New Report: Climate Change Threatens Workers’ Health

Photo: Tomas Castelazo  Wikipedia

The Natural Resources Defense Council published a report in July that details the ways in which climate change is already making existing workplace hazards worse and also creating new ones.  Moreover, the situation will only get worse as temperatures rise and the weather becomes more extreme.  In fact, as we have seen during the pandemic, essential workers on farms, in construction, and first-responders are increasingly vulnerable to heat-related illnesses and deaths.  Indoor workers are also vulnerable to climate change — particularly teachers, janitors, and other people who spend time in older or poorly maintained buildings.  And there are also secondary impacts on workers, such as when climate events reduce the take-home pay of lower-wage workers, it is then harder to for them to afford food and health care.

Why This Matters:  There is still so much we don’t know about the health impacts of climate change.  According to NRDC, much more research is needed the effects of climate change, including exposure to wildfire smoke, impact occupational health and safety. But we know that we need to improve our workplace health and safety laws to protect the most impacted workers from climate impacts we are seeing already.  We could start by collecting more information on existing and emerging health and safety threats to vulnerable workers.

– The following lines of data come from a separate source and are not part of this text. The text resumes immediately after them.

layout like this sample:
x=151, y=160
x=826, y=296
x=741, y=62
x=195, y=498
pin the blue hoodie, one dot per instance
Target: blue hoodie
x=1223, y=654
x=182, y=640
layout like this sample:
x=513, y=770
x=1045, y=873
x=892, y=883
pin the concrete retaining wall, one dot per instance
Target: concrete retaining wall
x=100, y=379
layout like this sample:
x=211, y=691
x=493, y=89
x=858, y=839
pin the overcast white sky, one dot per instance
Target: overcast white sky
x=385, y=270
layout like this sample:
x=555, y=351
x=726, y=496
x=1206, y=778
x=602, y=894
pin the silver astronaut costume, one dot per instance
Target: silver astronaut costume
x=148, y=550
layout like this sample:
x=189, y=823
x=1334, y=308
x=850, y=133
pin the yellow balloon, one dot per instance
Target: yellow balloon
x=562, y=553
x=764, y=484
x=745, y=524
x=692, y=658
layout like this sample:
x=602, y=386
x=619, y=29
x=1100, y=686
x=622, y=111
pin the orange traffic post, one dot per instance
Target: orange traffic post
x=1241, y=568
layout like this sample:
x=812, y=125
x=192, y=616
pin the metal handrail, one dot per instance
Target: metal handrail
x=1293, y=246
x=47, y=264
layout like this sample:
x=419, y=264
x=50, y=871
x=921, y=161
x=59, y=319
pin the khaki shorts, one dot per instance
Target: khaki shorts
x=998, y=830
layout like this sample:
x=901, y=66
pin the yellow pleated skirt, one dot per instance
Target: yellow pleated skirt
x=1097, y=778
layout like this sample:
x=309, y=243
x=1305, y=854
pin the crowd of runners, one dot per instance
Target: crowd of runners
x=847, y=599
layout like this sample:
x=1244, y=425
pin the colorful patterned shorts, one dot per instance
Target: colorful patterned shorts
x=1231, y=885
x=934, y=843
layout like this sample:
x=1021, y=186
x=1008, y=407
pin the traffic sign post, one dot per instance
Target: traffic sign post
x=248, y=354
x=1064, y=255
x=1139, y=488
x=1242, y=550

NRDC’s four basic principles of worker health and safety:

1. All workers have the right to a safe and healthy workplace.

2. All occupational injuries and illnesses can be prevented if workplace hazards are correctly identified and eliminated or adequately controlled.

3. Occupational safety and health laws and regulations need to be established, effectively communicated, periodically updated, and rigorously enforced.

4. Collective action by workers and their representatives is an essential element of workplace health and safety.

NRDC’s Recommendations

  • Modernize our health and safety laws and policies to address the realities of the climate crisis and ensure that enforcement funding and staffing are up to the challenge of protecting workers.
  • Strengthen the role of unions and other worker organizations to ensure workers are full partners in the effort to protect their health and safety from climate change.
  • Build a better system to track, analyze, and quickly act on existing and emerging health and safety threats to workers.
  • Support research on the best health and safety interventions to protect worker health from climate change.